Created attachment 4837 [details] testcase3.s One more. By deleting (more or less) random lines from testcase2.s I came up with a 9-line test case which produces 2 nopl instructions when assembled with -mtune=i686. $ as -mtune=i686 -o foo testcase3.s $ objdump -d foo Disassembly of section .text: 00000000 <.text>: 0: 55 push %ebp 1: 5d pop %ebp 2: c3 ret 3: 0f 1f 44 00 00 nopl 0x0(%eax,%eax,1) 8: c3 ret 9: 0f 1f 80 00 00 00 00 nopl 0x0(%eax)
Oops, sorry for the test case spam. I did not see your comment. I understand now. "as -mtune=i686" basically works out to be "as -march=i686 -mtune=i686" Hence generating i686-specific instructions is acceptable/expected. My confusion stemmed from the fact that this is a minor behavioural difference from the equivalently named parameters to gcc. (maybe this is why gcc does not pass those parameters down to the assembler by default)
That does not work for me. $ cat nopl.s cmove %eax,%edx .align 8 $ as --32 -mtune=i686 nopl.s $ objdump -dr | grep nopl 3: 0f 1f 44 00 00 nopl 0x0(%eax,%eax,1) $ as --32 -mtune=i686 -march=i486 nopl.s nopl.s: Assembler messages: nopl.s:1: Error: `cmove' is not supported on `i486' There should be a way to set -mtune while letting -march alone.
(In reply to comment #18) > That does not work for me. > > $ cat nopl.s > cmove %eax,%edx > .align 8 > $ as --32 -mtune=i686 nopl.s > $ objdump -dr | grep nopl > 3: 0f 1f 44 00 00 nopl 0x0(%eax,%eax,1) > $ as --32 -mtune=i686 -march=i486 nopl.s > nopl.s: Assembler messages: > nopl.s:1: Error: `cmove' is not supported on `i486' > > There should be a way to set -mtune while letting -march alone. Please state exactly what you have in mind. From $ cat nopl.s cmove %eax,%edx .align 8 you want i686 instructions, but you don't want to tune for i686. Is that correct?
I want that the assembler does not sneak in nopl.
(In reply to comment #20) > I want that the assembler does not sneak in nopl. Then you should use -mtune=i586 or an option not to tune for i686.
But the docs say that -mtune only uses non-generic insns when -march is also given.

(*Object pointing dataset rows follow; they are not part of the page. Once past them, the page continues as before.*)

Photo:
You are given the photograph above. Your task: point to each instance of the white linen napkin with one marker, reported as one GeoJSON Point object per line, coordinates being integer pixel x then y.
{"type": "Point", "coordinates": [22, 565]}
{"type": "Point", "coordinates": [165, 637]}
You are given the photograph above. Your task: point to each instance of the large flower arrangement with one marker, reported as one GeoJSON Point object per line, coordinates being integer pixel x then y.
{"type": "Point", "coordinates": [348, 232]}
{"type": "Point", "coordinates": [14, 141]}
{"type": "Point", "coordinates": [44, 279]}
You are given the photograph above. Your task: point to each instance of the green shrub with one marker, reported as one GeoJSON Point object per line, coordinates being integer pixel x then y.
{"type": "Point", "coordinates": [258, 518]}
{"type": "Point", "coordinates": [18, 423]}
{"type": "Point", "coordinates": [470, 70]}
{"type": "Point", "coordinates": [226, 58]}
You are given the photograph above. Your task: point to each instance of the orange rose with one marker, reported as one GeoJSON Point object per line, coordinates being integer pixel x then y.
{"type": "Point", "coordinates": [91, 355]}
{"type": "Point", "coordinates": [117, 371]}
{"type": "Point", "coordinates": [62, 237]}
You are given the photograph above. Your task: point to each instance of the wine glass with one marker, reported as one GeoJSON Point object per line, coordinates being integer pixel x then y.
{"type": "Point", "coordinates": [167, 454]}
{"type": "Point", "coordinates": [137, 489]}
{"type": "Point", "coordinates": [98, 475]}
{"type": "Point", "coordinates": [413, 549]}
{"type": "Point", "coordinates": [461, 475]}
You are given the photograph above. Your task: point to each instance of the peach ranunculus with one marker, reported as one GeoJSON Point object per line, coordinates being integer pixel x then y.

-mtune uses all available instructions. By default, all instructions are enabled.
nopl is not always available on i686.
From Intel IA32/Intel64 SDM: The multi-byte form of NOP is available on processors with model encoding: • CPUID.01H.EAX[Bytes 11:8] = 0110B or 1111B Intel i686 has 111B.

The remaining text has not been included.